Мотив «небесной сети» или «небесного устроения» вещей имеет и определенное психологическое измерение. Еще полвека тому назад А. Мишотт показал, что опыт «качественной событийности» относится к бессознательной, сверхиндивидуальной страте восприятия, наблюдаемой у младенцев[179]. Недаром со времен Лао-цзы «младенческое сердце» стало именем высшей мудрости во всех учениях Китая. В душевном опыте индивида оно соответствует не просто блаженно-цельному восприятию жизни у младенца, а переживанию жизни, общему для всех живущих. Мы имеем дело с опытом совместности всего живого, который относится к тому, что можно назвать онтологическим субстратом памяти, то есть памятью чистого события, вернее, со-бытийности мира.
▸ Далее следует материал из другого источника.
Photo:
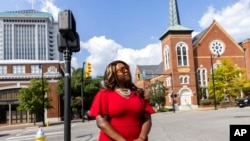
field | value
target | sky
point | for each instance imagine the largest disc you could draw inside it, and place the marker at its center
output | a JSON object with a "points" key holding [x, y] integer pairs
{"points": [[129, 30]]}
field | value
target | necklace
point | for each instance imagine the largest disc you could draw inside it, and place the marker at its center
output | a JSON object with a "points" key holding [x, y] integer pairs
{"points": [[123, 92]]}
На нее указывает Лао-цзы, когда говорит, что люди древности «завязывали узелки вместо письма» («Дао-Дэ цзин», гл. 80). Попутно уточним популярный, но поверхностный тезис о любви китайцев к имитациям и подделкам. Речь идет, как можно сейчас видеть, не об имитации, а именно о «пособлении», аккомпанировании в поле жизненной совместности. Такое действие не стесняет творческих импульсов.
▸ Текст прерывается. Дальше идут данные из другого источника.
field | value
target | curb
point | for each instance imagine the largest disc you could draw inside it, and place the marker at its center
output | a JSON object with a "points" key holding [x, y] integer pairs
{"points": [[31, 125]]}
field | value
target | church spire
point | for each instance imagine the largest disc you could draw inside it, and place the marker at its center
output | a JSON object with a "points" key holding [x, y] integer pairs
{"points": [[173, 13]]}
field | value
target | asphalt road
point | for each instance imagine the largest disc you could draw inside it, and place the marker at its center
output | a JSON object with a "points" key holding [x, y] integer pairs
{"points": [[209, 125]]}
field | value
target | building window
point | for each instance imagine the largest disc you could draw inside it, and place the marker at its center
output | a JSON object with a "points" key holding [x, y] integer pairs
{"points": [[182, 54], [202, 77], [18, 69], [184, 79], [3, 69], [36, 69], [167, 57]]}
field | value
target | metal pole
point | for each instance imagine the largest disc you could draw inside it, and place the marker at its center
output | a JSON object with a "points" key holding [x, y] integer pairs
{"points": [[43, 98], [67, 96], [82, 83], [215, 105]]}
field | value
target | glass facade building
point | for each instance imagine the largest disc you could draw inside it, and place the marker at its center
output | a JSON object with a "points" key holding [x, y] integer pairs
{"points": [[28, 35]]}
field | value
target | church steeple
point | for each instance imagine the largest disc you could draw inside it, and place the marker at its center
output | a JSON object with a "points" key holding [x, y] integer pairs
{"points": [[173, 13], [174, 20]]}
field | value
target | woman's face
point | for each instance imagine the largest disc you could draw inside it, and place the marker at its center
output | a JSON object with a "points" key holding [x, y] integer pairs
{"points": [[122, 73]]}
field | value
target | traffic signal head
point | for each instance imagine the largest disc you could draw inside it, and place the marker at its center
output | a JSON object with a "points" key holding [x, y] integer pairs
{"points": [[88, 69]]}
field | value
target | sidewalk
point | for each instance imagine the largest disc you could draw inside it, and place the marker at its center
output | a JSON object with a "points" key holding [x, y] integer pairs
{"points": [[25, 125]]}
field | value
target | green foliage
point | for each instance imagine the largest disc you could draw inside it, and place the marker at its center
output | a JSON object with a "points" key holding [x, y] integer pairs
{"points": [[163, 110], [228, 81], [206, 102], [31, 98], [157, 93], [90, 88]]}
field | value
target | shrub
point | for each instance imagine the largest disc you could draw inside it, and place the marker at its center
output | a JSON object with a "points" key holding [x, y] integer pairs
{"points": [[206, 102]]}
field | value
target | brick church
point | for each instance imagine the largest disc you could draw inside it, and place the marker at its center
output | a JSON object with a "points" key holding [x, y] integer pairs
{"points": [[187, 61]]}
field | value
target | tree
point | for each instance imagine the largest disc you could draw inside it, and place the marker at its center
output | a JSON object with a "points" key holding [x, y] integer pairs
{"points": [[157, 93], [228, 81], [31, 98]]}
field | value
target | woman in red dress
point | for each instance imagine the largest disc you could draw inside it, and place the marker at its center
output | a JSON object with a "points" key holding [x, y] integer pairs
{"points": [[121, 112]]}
Теперь мы можем видеть, каким образом возвращение к «младенчески чистому сердцу» могло служить в Китае условием стратегической инициативы. С одной стороны, речь идет об особого рода действенном знании, оказывающем неотразимое воздействие на вещи, удаленные во времени и пространстве. Автор данных строк когда-то назвал эту неизвестную на Западе форму практики «стратегическим подпольем Китая»[180]. С другой стороны, в мировой со-бытийности все явления равно реальны и нереальны, а знание «чудесной смычки» сокровенного и явленного, небесного и человеческого порядков бытия позволяет мгновенно изменять статус явления, превращать фиктивное в подлинное и наоборот, согласно актуальной ситуации. Искусный стратег не делает выбора между тем и другим, но постоянно возвращается к предвечному началу, предоставляя вещам «превращаться самим», а себе – «привечать» грядущее, оседлав поток перемен. Китайская мудрость исконно стратегична в том смысле, что она учит находиться где угодно, не находясь нигде, пребывать в своем отсутствии, ни с чем себя не отождествляя, не разделяя фикцию и действительность. Последнее обстоятельство, кстати, объясняет вкус китайцев к экстравагантному, курьезному, даже гротескному, запечатлевшемуся и в нормативных образах китайской культуры, по сути – тех же символических типах.